Founder Cashmere Nicole has spoken out about the struggles of setting up a business as a minority. She told Refinery29 in 2018: “I’ve learned that being black and running an indie brand is extremely tough. As a child, I remember hearing that you have to work twice as hard when you’re black — and now I know that it’s true.”
3. Fenty Beauty
Fenty Beauty needs little introduction: Rihanna’s make-up brand turned the industry on its head in 2017 by introducing an almost unheard of range of foundation shades. Since the beginning, Fenty Beauty has championed inclusivity and diversity.
On June 2, the brand said it won’t conduct any business as part of Blackout Tuesday, saying: “This is not a day off. This is a day to reflect and find ways to make real change.”
4. Pat MacGrath Labs
Pat MacGrath is one of the most respected make-up artists in the industry, which means her eponymous beauty brand is the best way to get the catwalk-ready look at home.
If you needed any more encouragement to buy MacGrath’s products, none other than Naomi Campbell was recently announced as the brand’s face.
5. The Afro Hair and Skin Co
Ibi Meier-Oruitemeka set up The Afro Hair and Skin Co to give black women the option of all-natural skin and haircare. There’s an emphasis on green and clean beauty, with everything handmade on the English coast.

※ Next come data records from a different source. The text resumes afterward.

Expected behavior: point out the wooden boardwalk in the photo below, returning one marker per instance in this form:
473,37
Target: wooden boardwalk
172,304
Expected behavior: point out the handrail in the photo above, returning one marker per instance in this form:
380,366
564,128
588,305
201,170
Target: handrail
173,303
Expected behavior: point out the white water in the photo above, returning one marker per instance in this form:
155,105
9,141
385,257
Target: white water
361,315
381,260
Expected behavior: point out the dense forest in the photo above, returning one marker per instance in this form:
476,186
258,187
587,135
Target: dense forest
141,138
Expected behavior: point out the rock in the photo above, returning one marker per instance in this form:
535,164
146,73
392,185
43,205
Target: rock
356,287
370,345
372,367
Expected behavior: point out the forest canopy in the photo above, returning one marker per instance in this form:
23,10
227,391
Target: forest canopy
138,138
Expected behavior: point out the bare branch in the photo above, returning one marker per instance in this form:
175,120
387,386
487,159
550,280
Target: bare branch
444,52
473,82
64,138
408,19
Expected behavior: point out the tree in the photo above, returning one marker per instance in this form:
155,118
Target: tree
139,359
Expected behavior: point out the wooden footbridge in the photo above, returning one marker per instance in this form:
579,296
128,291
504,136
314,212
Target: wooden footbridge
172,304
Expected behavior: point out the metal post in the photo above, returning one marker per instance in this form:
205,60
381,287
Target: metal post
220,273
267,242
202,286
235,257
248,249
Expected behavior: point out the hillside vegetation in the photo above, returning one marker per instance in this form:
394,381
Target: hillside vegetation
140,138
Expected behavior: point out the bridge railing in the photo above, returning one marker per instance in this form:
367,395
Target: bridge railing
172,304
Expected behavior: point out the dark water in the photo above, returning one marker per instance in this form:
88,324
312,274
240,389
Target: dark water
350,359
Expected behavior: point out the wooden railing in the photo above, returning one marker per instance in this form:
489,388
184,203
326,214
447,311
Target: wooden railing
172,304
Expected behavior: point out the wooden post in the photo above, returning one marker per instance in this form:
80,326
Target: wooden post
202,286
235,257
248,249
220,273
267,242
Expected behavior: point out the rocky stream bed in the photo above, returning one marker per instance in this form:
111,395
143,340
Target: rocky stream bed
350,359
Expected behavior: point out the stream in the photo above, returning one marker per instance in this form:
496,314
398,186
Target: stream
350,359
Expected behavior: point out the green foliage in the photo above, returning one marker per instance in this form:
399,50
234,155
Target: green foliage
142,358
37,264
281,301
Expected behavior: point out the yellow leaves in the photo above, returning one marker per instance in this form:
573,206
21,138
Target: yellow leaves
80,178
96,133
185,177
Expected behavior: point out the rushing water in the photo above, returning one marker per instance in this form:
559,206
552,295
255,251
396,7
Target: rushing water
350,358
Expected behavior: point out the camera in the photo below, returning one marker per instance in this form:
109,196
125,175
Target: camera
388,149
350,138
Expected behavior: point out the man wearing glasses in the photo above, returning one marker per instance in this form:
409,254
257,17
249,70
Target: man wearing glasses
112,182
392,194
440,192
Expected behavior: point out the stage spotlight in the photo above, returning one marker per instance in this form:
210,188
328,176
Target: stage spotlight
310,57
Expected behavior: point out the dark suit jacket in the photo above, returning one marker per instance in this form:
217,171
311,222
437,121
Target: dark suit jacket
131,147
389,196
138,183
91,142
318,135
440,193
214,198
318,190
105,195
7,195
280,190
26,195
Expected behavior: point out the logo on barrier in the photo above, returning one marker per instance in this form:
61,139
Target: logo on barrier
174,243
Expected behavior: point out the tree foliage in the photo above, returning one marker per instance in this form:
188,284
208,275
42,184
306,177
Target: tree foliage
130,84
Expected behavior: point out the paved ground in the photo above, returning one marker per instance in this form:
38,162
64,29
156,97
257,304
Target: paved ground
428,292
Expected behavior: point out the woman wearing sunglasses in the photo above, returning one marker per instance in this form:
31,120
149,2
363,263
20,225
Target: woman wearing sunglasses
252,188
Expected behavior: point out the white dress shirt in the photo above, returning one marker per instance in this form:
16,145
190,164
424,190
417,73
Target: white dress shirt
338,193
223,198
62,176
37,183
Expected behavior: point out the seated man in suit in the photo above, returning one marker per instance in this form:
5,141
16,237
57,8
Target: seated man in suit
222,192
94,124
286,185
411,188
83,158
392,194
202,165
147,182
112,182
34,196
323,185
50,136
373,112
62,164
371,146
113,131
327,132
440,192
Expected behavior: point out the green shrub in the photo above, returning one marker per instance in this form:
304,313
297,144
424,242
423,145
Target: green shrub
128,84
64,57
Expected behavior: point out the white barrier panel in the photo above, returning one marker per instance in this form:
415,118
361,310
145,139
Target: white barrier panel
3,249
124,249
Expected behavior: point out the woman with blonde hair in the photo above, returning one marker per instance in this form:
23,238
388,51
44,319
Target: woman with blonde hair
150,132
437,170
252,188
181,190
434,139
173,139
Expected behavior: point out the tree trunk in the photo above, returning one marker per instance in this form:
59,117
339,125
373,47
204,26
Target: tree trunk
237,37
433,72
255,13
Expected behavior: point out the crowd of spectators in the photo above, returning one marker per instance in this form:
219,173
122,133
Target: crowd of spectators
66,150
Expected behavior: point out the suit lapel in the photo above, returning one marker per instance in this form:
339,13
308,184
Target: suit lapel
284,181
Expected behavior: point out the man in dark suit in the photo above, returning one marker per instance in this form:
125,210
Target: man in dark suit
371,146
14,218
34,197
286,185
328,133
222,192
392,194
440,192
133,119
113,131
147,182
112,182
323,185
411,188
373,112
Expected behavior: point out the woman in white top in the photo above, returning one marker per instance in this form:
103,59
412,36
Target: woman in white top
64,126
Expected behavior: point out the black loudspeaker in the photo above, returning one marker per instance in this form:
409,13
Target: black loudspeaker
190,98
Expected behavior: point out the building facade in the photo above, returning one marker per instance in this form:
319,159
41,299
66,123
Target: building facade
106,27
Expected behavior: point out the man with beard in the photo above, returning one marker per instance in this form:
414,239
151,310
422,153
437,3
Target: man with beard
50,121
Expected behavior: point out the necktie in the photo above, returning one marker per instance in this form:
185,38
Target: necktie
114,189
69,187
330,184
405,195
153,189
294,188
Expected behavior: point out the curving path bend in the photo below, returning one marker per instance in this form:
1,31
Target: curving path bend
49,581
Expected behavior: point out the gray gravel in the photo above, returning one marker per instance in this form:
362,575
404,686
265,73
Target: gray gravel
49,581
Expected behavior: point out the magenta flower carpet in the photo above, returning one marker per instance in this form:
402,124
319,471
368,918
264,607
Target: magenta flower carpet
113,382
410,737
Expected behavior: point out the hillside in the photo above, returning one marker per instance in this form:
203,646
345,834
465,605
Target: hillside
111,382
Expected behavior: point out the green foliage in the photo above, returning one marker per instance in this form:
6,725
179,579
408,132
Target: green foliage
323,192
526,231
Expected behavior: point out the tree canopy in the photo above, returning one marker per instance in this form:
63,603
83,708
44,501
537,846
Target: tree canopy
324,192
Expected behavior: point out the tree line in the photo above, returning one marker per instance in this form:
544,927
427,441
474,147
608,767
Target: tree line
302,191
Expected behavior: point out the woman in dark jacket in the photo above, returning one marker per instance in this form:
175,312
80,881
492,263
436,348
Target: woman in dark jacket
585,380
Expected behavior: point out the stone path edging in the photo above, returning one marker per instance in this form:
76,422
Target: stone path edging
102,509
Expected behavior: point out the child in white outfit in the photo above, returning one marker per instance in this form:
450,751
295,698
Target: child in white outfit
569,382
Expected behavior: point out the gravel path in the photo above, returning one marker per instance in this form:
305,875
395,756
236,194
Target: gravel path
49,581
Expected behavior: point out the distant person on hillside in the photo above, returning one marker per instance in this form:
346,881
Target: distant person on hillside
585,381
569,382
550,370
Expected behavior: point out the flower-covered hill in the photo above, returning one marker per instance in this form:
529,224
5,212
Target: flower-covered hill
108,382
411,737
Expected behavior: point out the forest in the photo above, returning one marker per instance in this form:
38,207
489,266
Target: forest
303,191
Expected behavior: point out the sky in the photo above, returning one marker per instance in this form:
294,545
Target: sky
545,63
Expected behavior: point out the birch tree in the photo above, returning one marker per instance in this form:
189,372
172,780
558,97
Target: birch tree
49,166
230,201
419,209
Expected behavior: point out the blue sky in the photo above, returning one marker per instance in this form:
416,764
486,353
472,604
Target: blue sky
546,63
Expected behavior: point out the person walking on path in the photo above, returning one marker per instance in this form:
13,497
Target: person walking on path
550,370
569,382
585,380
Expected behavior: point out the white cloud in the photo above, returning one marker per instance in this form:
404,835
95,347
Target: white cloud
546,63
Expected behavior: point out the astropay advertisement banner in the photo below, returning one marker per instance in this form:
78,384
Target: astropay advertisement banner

While the products are specifically designed for the needs of Afro skin and hair, anyone can use them – and everyone will love how nourishing the moisturisers and facial oils are.
6. Molewa Skincare
Molewa Skincare also champions natural, eco-friendly and cruelty-free beauty products. Sola Sangowawa-Boua started the brand by making skincare products in her kitchen back in 2008, and since then it’s grown to a much bigger operation – with the same emphasis on natural ingredients. You can purchase products like body butter, soap and face oils from Molewa Skincare.